The collective behavior of biological oscillators has been recognized as an important problem for several decades, but its control has come into limelight only recently. Much of the focus for control has been on desynchronization of an oscillator population, motivated by the pathological neural synchrony present in essential and parkinsonian tremor. Other applications, such as the beating of the heart and insulin secretion, require synchronization, and recently there has been interest in forming clusters within an oscillator population as well. In this article, we use a formulation that allows us to devise control frameworks to achieve all of these distinct collective behaviors observed in biological oscillators. This is based on the Fourier decomposition of the partial differential equation governing the evolution of the phase distribution of a population of identical, uncoupled oscillators. Our first two control algorithms are Lyapunov-based, which work by decreasing a positive definite Lyapunov function towards zero.

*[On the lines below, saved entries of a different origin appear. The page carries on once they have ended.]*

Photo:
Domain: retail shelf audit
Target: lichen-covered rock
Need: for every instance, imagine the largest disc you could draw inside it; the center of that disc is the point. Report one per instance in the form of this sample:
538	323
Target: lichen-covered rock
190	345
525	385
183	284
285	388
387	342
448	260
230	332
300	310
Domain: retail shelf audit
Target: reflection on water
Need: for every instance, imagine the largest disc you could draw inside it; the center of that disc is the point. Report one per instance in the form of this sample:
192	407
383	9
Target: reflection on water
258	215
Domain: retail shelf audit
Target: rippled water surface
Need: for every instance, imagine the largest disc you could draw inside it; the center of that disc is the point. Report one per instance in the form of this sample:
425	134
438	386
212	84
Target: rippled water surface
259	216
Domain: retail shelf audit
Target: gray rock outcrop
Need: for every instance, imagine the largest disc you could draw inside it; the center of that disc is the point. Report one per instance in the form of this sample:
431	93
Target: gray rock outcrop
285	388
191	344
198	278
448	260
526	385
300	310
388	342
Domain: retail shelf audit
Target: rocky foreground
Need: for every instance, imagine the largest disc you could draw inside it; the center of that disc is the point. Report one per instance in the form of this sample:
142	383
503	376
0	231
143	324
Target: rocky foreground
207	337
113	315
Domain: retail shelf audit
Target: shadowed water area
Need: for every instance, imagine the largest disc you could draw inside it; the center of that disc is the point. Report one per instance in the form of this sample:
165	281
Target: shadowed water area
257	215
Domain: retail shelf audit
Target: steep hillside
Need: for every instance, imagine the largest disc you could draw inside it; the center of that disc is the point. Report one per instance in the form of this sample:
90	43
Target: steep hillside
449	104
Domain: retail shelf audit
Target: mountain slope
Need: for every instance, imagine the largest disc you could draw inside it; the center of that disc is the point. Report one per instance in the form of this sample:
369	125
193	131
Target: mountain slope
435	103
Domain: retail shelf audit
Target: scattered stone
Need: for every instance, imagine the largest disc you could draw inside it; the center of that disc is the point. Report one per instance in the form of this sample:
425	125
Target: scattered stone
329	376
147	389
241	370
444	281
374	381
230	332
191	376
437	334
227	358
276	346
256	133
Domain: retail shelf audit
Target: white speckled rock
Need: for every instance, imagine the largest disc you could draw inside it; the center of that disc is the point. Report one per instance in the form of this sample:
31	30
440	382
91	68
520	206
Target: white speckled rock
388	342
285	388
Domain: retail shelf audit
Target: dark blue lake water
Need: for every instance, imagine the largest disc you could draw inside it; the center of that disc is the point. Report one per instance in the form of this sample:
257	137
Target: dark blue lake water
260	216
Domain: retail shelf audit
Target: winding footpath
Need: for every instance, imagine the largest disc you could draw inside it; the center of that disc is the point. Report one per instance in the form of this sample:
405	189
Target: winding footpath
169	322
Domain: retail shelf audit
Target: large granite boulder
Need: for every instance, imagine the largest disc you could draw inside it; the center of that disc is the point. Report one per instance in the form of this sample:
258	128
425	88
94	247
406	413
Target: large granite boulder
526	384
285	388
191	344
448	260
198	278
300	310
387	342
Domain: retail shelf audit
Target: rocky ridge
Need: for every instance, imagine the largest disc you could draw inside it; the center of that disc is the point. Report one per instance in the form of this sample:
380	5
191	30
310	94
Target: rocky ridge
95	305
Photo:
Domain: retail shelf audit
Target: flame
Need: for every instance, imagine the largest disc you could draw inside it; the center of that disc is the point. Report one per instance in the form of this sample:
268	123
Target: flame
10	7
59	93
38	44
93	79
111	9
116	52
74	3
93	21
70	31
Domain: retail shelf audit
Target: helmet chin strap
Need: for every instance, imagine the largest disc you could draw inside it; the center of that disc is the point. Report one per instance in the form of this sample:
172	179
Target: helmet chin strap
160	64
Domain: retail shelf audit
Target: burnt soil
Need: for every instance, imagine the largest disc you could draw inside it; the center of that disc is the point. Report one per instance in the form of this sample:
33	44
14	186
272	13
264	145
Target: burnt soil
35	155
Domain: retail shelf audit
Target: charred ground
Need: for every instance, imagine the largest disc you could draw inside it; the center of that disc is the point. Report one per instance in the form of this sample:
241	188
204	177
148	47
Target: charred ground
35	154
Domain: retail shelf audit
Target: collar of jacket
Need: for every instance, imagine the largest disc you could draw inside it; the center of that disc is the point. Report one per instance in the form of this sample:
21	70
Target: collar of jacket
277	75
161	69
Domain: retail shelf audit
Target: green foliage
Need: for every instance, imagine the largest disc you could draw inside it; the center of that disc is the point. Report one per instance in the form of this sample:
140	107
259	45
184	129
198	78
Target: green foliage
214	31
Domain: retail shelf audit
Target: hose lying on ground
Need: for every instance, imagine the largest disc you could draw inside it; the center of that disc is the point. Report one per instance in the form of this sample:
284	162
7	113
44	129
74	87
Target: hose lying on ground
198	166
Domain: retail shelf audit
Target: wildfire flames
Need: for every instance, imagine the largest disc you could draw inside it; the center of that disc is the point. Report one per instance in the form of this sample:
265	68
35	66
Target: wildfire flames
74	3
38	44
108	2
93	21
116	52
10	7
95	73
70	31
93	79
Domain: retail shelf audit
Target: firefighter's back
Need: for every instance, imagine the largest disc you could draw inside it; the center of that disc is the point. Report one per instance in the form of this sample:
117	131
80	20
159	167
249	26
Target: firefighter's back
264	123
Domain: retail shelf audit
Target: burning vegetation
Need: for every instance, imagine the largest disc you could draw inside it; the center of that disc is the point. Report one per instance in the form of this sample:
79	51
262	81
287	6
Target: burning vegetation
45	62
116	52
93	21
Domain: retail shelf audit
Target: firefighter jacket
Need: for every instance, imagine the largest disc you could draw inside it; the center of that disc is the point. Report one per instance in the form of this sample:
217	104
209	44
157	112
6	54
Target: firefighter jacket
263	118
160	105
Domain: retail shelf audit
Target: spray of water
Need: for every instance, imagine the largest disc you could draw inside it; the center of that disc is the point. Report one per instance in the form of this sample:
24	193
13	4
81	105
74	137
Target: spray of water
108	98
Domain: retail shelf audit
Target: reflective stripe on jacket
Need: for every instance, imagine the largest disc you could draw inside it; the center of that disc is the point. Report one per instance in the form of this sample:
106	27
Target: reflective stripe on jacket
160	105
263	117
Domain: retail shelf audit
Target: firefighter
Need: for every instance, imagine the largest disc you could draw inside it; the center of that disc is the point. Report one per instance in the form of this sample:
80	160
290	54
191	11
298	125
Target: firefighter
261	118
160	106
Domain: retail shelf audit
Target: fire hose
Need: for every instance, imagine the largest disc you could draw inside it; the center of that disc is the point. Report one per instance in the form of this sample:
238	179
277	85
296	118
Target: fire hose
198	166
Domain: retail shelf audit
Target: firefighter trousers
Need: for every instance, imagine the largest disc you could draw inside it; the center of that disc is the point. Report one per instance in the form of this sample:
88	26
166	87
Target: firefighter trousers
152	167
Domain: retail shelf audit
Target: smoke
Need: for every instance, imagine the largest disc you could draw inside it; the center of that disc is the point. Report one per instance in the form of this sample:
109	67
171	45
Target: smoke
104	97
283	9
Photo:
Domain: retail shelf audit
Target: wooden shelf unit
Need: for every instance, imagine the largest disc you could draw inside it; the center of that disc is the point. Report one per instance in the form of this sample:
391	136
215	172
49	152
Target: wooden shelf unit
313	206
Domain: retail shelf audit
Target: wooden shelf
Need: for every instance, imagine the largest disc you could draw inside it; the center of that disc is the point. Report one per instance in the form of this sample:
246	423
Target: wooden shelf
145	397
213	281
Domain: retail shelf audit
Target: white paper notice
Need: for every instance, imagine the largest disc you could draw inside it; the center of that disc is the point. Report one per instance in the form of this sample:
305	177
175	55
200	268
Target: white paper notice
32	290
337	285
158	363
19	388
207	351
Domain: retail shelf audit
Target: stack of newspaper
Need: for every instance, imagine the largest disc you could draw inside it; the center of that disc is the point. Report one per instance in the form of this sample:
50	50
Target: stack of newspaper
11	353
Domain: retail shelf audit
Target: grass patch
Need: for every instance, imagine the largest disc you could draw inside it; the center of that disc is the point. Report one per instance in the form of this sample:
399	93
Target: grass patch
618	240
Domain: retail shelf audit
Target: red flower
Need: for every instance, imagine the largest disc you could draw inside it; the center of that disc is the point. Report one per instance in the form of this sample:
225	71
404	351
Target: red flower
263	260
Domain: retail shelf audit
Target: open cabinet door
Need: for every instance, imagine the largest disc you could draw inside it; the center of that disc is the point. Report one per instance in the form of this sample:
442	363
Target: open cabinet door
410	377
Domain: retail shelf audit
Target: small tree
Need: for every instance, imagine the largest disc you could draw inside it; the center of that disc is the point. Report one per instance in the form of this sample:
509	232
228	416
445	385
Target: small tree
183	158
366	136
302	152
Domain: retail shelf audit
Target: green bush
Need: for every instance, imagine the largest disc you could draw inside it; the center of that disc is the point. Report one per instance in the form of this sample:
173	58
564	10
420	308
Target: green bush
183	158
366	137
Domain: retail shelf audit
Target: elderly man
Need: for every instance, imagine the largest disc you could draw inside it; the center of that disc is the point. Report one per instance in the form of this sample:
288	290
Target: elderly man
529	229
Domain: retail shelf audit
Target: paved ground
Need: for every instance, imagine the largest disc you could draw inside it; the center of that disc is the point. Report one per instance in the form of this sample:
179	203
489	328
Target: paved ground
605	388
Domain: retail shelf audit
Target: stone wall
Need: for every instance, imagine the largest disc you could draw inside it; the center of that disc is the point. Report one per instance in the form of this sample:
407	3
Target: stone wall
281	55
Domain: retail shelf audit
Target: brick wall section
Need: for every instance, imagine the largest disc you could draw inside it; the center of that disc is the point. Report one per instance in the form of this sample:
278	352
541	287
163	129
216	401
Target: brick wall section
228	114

Our third control is an optimal control algorithm, which minimizes the control energy consumption while achieving the desired collective behavior of an oscillator population. Motivated by pathological neural synchrony, we apply our control to desynchronize an initially synchronized neural population. Given the proposed importance of enhancing spike time dependent plasticity to stabilize neural clusters and counteract pathological neural synchronization, we formulate the phase difference distribution in terms of the phase distribution, and prove some of its fundamental properties, and in turn apply our control to transform the neural phase distribution to form clusters. Finally, motivated by eliminating cardiac alternans, we apply our control to phase shift a synchronous cardiac pacemaker cell population. For the systems considered in this paper, the control algorithms can be applied to achieve any desired traveling-wave phase distribution, as long as the combination of the initial phase distribution and phase response curve is non-degenerate. To demonstrate the effectiveness of our control for each of these applications, we show that a population of 100 phase oscillators with the applied control mimics the desired phase distribution.